Slamfires can happen, and that is why on a Garand is it unwise to let the bolt rapidly accelerate forward. There are devices (like the SLED) that can prevent this mechanically (and are a good prophylactic), but good training and exercising control of the weapon will prevent slamfires 100% of the time. Incorrectly seated primers can increase the likelihood that a tap from a firing pin could be enough to detonate the primer. Seating them correctly is important and I do agree that having the primer pockets uniformed, particularly if military brass is being used, is important.

Out-of-battery fire can be due to a slamfire, but need not be. Out-of-battery fire is when the primer is detonated while the bolt is not closed and locked and the lugs are not in their recesses (hence out-of-battery). If a firing pin is too long for example (and this is a rather remote example), it can strike the primer before the bolt has closed. A primer being not seated deep enough can certainly cause a problem. And out-of-battery fire is dangerous for another reason--the case may rupture (since it is not being supported) or may accelerate the bolt reward violently.

Interestingly, some rifles, like the M3 "grease gun," work by slam-firing.
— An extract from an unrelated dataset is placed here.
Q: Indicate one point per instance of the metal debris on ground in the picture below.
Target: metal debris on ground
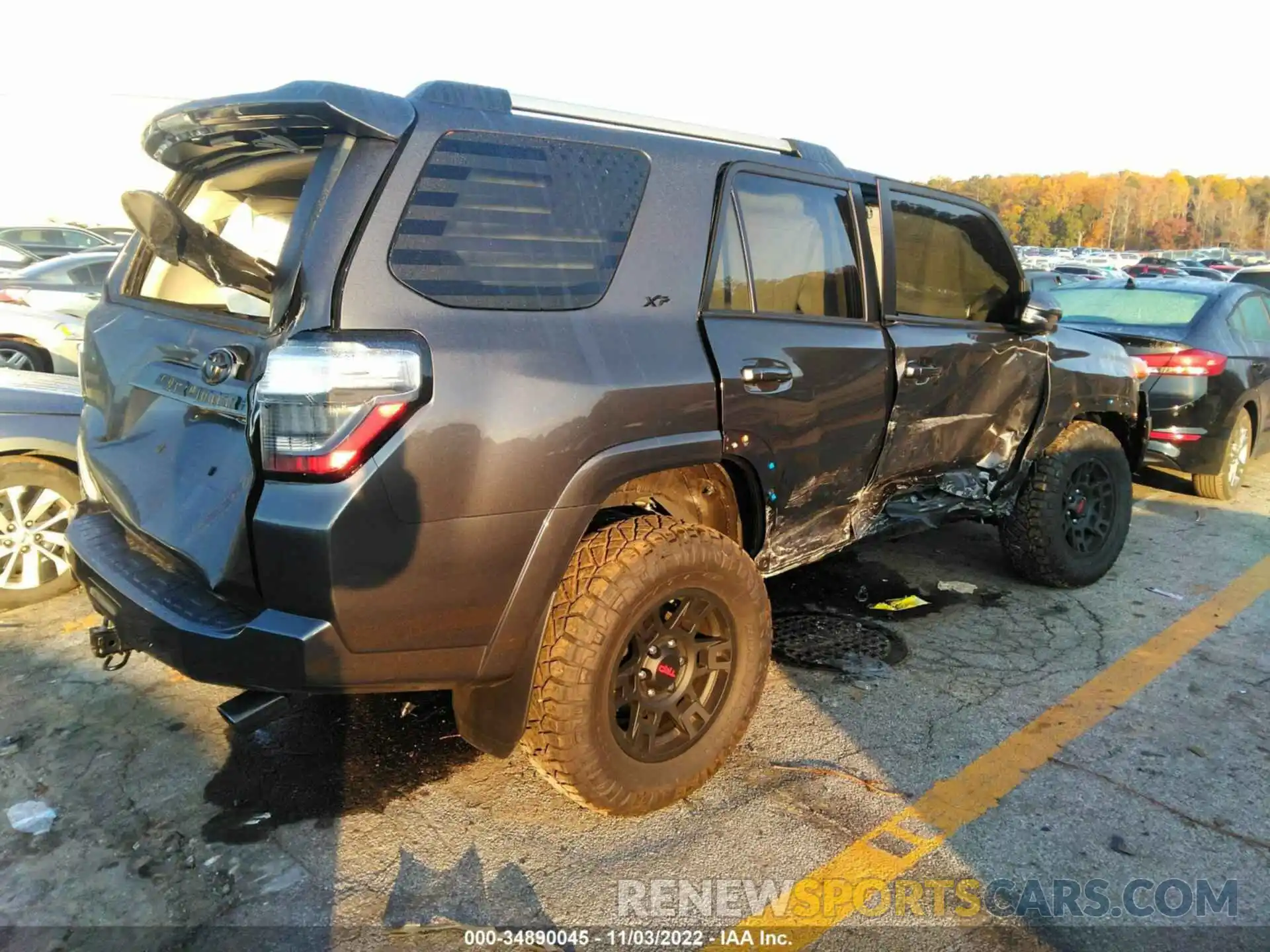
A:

Their pins are fixed to the bolt and when the non-locking bolt travels forward to a point it strikes the primer with a enough force to detonate the primer, the simple inertia of the massive bolt is used to retard the reward acceleration of the bolt along with a spring. The trigger released the bolt, not a striker or hammer that strikes a firing pin.
 
#27 ·
Slamfires can happen, and that is why on a Garand is it unwise to let the bolt rapidly accelerate forward. There are devices (like the SLED) that can prevent this mechanically (and are a good prophylactic), but good training and exercising control of the weapon will prevent slamfires 100% of the time.
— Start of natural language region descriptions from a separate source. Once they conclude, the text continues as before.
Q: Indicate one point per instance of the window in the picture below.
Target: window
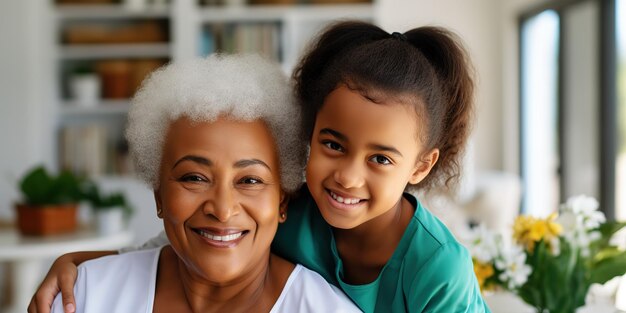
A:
(573, 105)
(540, 161)
(620, 183)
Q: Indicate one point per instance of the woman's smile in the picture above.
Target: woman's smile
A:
(221, 238)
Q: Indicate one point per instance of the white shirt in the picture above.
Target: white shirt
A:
(126, 283)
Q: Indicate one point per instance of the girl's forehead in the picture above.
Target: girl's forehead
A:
(359, 119)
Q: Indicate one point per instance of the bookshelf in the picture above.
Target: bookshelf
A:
(109, 48)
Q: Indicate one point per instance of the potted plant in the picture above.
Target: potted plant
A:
(551, 262)
(49, 203)
(111, 210)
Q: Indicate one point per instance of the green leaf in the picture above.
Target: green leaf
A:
(36, 186)
(607, 268)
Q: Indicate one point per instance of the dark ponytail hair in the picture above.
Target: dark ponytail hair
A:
(427, 64)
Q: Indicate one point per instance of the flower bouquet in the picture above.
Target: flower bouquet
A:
(550, 263)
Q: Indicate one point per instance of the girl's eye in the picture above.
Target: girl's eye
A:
(333, 145)
(251, 181)
(381, 159)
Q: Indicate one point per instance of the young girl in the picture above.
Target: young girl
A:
(385, 114)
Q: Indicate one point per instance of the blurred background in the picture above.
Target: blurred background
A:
(551, 92)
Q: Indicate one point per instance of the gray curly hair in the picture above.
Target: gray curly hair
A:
(240, 86)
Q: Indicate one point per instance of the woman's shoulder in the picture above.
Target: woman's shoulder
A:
(307, 291)
(115, 283)
(126, 260)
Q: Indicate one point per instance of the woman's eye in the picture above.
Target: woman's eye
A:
(333, 145)
(381, 159)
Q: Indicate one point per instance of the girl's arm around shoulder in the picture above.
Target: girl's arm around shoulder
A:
(447, 283)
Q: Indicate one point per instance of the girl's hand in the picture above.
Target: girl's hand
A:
(60, 277)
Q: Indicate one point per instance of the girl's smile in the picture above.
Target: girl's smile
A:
(363, 154)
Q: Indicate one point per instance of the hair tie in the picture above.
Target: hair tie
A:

The SLED is handy for firing single rounds, but a lousy prophylactic. Terribly uncomfortable and not effective at all. . . .
 
#26 ·
Exactly as I said. High primers account for many of what are called slamfires. As the bolt cams closed it fires the primer. Has nothing to do with the firing pin striking it. US Ordnance taught me so. I respect that opinion over many armchair experts.
Dave Tubb won the Highpower Championship using "the less-than-well understood" Russian primers. Kind of puts your opinion in perspective.
 
#31 ·
I read through this thread of highly informative data to determine if I should crimp the brass for the M1 Garand. I see it mentioned just once and wondered what others opinions are. I have not reloaded for this rifle as I have plenty of mausers and enjoyed shooting them alot. Now I am ready to start reloading for my M1 Garand. I appreciate all the great experience folks have. Thank you.
 
#37 ·
I don't have a Garand, but a .308 BAR, and I run everything it digests thru a Lee Taper Crimp Die first, and have never had a problem with bullets moving, and that is with non-cannelured bullets most fo the time.
 
#32 · (Edited)
I use a Lee factory Crimp die on practically everything I reload... especially on something that is as hard slamming as a Garand when it chambers a round... Twice, before I started crimping, I have had bullets move in the case on a Garand.. and I only know about those two because I had to clear my loaded weapon while I still had rounds in the clip due to RSO called cease fires. God only knows how many set back bullets or bullets that went forward a little up the bore when the case stopped in the chamber I have fired.... maybe none...maybe more than I fear.... So now I crimp... might not be the best for accuracy, but it sure helps me sleep.